Acho que algumas coisas que poderiam ser construídas a quatro mãos deixaram de ser feitas.
Por exemplo…
Carnaval, por exemplo [riso contido]. Outra coisa: nós tentamos fazer um processo de modernização, de georreferenciamento, onde pudéssemos utilizar a tecnologia para ter a cidade na mão. Ou seja, quantos quilômetros de ruas asfaltadas, pavimentadas, com drenagem, com esgoto, quantos imóveis residenciais, enfim, esse acompanhamento ajudaria inclusive na arrecadação do município. Chegamos e o governo Azevedo havia licitado esse serviço, o contrato estava assinado, de R$ 1,5 milhão. Nós licitamos e contratamos uma empresa de Vitória da Conquista, pra fazer o mesmo serviço com sistema aberto, em que a gente não ficaria escravo da empresa, aprenderia e, ao final, seria dono do próprio sistema. Infelizmente, não sei por que razão, esse projeto não andou. Não se viabilizou por conta dessa divisão. A empresa foi contratada, mas, como lhe disse, quem manda é quem paga, é quem decide as prioridades. A empresa chegou a trabalhar, mas como não recebeu… Atribuo isso a uma visão pequena, limitada, menor, independente de visão de mundo. Porque quem ganharia com isso seria o município; temos que pensar sempre dessa forma. Mesmo assim, muitas coisas foram feitas; acho que a gestão do prefeito Vane tem muitas coisas positivas que não se transformaram em marca justamente por uma dificuldade em se comunicar melhor.
O próprio prefeito apontou isso como uma das falhas, disse que não teve recursos para investir na comunicação.
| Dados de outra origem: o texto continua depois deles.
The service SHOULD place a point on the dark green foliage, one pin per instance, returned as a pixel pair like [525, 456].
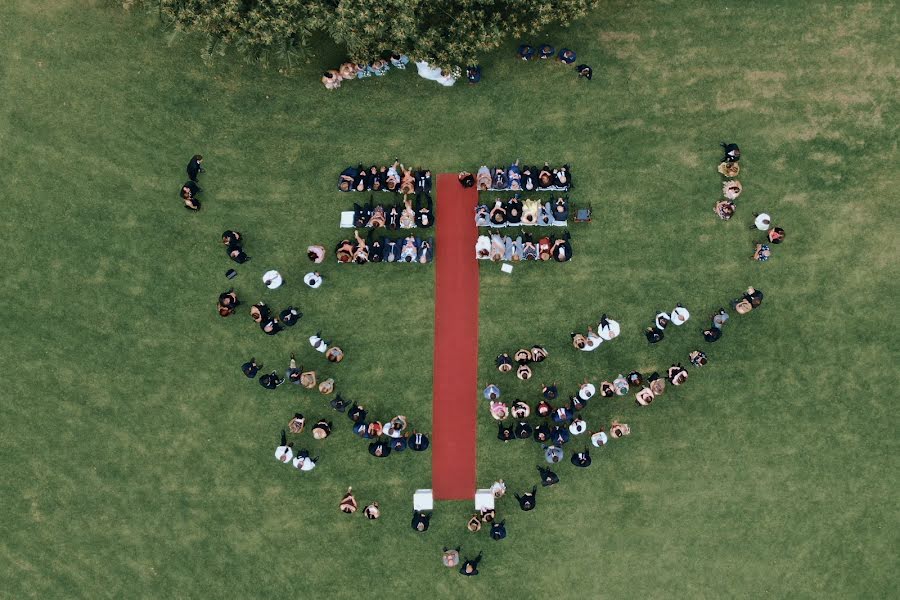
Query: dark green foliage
[449, 33]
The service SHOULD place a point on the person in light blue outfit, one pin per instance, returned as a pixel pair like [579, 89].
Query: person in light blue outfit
[491, 392]
[398, 60]
[566, 56]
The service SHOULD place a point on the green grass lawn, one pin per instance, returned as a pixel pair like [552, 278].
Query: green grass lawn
[137, 459]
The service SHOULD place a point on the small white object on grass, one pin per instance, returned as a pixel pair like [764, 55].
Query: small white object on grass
[272, 279]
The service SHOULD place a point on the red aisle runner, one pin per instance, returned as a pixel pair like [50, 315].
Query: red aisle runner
[455, 341]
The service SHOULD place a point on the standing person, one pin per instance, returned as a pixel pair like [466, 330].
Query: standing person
[195, 167]
[548, 477]
[250, 369]
[420, 520]
[528, 500]
[498, 530]
[450, 558]
[284, 452]
[470, 567]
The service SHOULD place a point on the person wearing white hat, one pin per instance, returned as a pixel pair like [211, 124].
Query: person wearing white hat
[272, 279]
[578, 426]
[608, 328]
[680, 315]
[283, 452]
[313, 279]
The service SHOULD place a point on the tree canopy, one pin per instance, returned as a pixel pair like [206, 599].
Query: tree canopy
[442, 32]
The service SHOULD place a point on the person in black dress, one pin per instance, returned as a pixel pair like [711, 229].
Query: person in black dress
[528, 500]
[195, 167]
[250, 369]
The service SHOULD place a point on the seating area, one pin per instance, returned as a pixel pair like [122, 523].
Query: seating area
[395, 178]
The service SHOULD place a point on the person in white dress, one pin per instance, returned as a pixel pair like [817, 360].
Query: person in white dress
[313, 279]
[272, 279]
[284, 453]
[680, 315]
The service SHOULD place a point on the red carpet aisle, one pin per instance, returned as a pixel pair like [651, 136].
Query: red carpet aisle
[455, 341]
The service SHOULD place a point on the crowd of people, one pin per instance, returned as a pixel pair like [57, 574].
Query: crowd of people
[729, 168]
[515, 211]
[333, 78]
[395, 178]
[607, 329]
[566, 56]
[517, 178]
[406, 249]
[678, 317]
[497, 247]
[406, 214]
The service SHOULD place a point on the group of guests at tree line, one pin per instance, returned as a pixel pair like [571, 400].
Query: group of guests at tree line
[393, 178]
[731, 189]
[565, 56]
[516, 178]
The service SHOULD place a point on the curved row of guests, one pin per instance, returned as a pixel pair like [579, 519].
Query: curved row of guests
[678, 316]
[518, 178]
[607, 329]
[523, 358]
[408, 249]
[515, 211]
[396, 178]
[401, 215]
[332, 78]
[523, 247]
[234, 246]
[731, 189]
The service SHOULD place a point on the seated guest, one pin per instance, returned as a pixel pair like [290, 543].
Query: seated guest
[344, 251]
[566, 56]
[530, 210]
[418, 441]
[407, 181]
[380, 449]
[582, 459]
[529, 181]
[331, 79]
[498, 213]
[525, 52]
[731, 189]
[348, 502]
[483, 179]
[315, 253]
[423, 181]
[250, 369]
[499, 181]
[424, 211]
[561, 209]
[776, 235]
[724, 209]
[347, 179]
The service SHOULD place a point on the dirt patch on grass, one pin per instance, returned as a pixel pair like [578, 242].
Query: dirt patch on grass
[619, 36]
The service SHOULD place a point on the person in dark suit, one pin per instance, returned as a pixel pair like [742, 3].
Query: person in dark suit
[380, 449]
[470, 567]
[528, 500]
[250, 369]
[195, 167]
[420, 520]
[418, 441]
[548, 477]
[582, 459]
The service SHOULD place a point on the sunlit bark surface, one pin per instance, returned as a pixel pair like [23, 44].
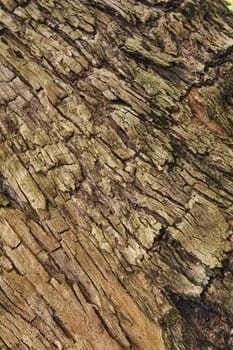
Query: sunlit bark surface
[116, 159]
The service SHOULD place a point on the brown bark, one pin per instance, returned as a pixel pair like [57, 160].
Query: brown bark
[116, 175]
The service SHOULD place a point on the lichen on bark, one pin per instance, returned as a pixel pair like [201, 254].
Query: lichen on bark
[116, 175]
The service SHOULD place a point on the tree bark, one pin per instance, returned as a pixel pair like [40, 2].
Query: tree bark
[116, 207]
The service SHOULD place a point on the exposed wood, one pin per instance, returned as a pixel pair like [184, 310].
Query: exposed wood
[116, 214]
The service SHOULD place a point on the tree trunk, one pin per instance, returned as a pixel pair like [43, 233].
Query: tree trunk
[116, 175]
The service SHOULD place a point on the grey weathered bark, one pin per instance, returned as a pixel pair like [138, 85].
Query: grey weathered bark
[116, 174]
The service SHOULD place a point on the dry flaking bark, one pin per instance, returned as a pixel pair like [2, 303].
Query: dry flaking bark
[116, 174]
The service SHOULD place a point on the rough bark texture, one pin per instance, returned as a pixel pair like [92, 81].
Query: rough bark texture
[116, 174]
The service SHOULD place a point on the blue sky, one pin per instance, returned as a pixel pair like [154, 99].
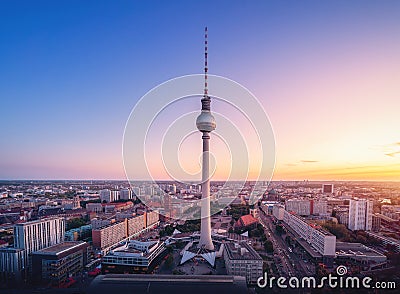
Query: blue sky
[71, 71]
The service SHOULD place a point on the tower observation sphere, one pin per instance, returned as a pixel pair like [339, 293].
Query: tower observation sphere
[205, 122]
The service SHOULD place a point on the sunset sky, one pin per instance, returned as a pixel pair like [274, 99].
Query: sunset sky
[326, 72]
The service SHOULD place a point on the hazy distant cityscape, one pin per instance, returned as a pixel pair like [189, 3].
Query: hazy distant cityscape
[297, 228]
[260, 147]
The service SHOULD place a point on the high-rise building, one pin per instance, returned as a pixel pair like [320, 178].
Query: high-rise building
[126, 194]
[360, 214]
[39, 234]
[205, 123]
[107, 195]
[327, 188]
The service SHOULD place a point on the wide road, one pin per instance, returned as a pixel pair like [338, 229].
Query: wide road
[292, 262]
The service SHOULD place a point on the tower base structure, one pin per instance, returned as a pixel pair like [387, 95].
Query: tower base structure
[194, 249]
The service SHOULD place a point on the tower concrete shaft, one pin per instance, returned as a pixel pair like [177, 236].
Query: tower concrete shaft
[205, 230]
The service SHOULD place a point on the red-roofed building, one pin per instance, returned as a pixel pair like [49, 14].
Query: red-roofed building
[246, 222]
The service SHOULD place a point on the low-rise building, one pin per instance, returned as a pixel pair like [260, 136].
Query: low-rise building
[242, 260]
[133, 256]
[319, 239]
[57, 263]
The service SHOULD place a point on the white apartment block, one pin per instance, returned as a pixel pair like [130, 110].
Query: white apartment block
[299, 206]
[360, 214]
[278, 211]
[322, 241]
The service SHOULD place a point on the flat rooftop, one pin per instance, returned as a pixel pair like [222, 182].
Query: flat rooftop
[345, 248]
[192, 284]
[243, 251]
[59, 248]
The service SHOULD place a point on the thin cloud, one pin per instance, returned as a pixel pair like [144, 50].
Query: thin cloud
[392, 154]
[291, 164]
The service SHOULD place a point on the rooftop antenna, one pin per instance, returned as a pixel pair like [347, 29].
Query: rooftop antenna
[205, 102]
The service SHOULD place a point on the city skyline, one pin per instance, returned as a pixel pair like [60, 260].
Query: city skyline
[327, 74]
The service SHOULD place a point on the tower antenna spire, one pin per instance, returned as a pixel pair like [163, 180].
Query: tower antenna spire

Mas é como lhe digo: quem decide a prioridade é quem tem o comando do governo. Não seria um custo extremamente elevado para fazer um bom trabalho de comunicação, com bom resultado. E não estou falando para autopromoção, mas para que a população ficasse informada das coisas que estão ocorrendo. Digo a você: todas as obras de convênio que ocorreram no município de Itabuna a Secretaria de Planejamento jogou um papel decisivo. Desde a primeira que foi inaugurada, a obra do CEU [Centro de Artes e Esportes Unificados], nós conseguimos destratar, relicitar e acompanhar a execução. Claro que a Sedu ajudou na parte de engenharia, de acompanhamento. o “Pacão”, que é uma obra importante, não teve repercussão. O conjunto da cidade não sabe que o bairro Nova Itabuna hoje tem 100% de saneamento, está praticamente concluída a pavimentação; o Sinval Palmeira também e o Jorge Amado está em fase de conclusão a obra de drenagem de esgoto, para iniciar a pavimentação. A cidade não sabe disso. Não vou fazer críticas aos profissionais, foram bons profissionais que passaram pela Prefeitura, mas se você faz um contrato com o fornecedor de um serviço, faz um anúncio e não paga, esse veículo, além de não divulgar mais as coisas da Prefeitura, vai ficar chateado e fazer mais críticas à gestão. Então, acho que faltou essa visão de priorizar a parte de comunicação. Acho também que o governo deveria ter mecanismos mais céleres de decisão, algumas coisas ficaram para o fim.